14 million Americans were involved in accidents with senior drivers this past year

Older drivers say giving up the keys is a family decision

Published: July 09, 2015 12:01 AM

Over the past year, 14 million Americans aged 18 to 64 were estimated to be involved in accidents caused by drivers aged 65 and over, according to a new Caring.com report. Among those accident victims, 18- to 29-year-olds were the most likely to be involved in a crash with an elderly driver.

Even though older drivers are involved in a large number of crashes, they have one of the lowest fatality rates, according to data from the National Highway Traffic Safety Administration (PDF). Seniors often self-regulate, choosing to drive during daylight hours and avoiding busy areas.

Despite those figures, it's the seniors themselves who think they pose a serious danger. While the survey reveals that most Americans under 65 are far more concerned with drivers who are drunk, teenaged, or distracted than those who are senior, respondents 65 or over feel that they are more of a threat behind the wheel than drivers who are intoxicated.

Most people under 65 are unwilling to talk to their parents about when it's time to stop driving; in fact, 40 percent said they'd rather discuss funeral arrangements with their parents. So who should start the discussion? Among respondents to the random, nationwide phone survey, 29 percent said they think a doctor is the best person to determine when it's time to stop driving, while 25 percent said it was a family decision and 23 percent thought the government or local department of motor vehicles should make the determination. Only 16 percent thought the seniors should decide for themselves. (Learn more about when it is time for seniors to retire their keys.)

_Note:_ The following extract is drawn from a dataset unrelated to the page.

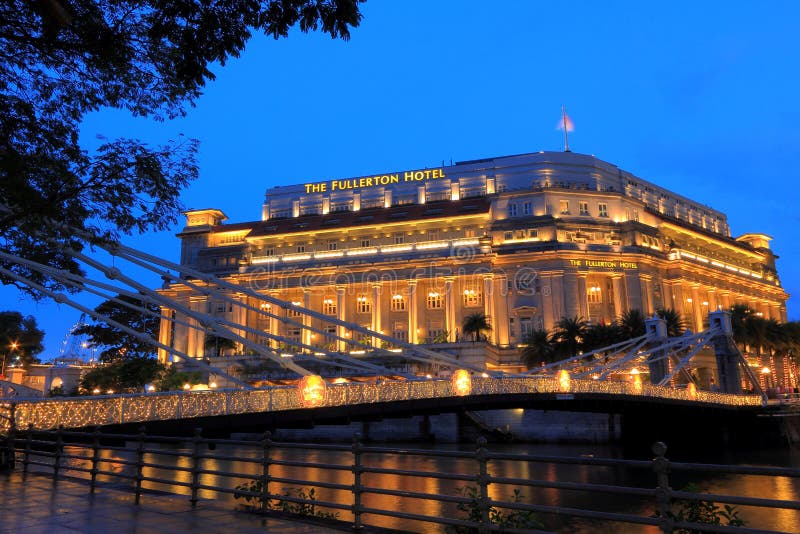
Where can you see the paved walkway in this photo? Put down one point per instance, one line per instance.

Those findings fly in the face of what seniors want. Almost a third of seniors said they would prefer their family to determine when they stop driving, while 26 percent think they should make the decision themselves. About one in five would leave it up to their doctor or caretaker, and just 10 percent say the decision should be made by the government.

"No one wants to be the one to take away Mom or Dad’s keys, but sometimes it can be crucial for their safety,” said Andy Cohen, CEO of Caring.com, a website that provides support and referrals to those caring for the elderly. “Plus, many seniors would actually prefer to hear it from a family member than from a police officer on the road. There are numerous online resources that people can use to make the conversation go as smoothly as possible.”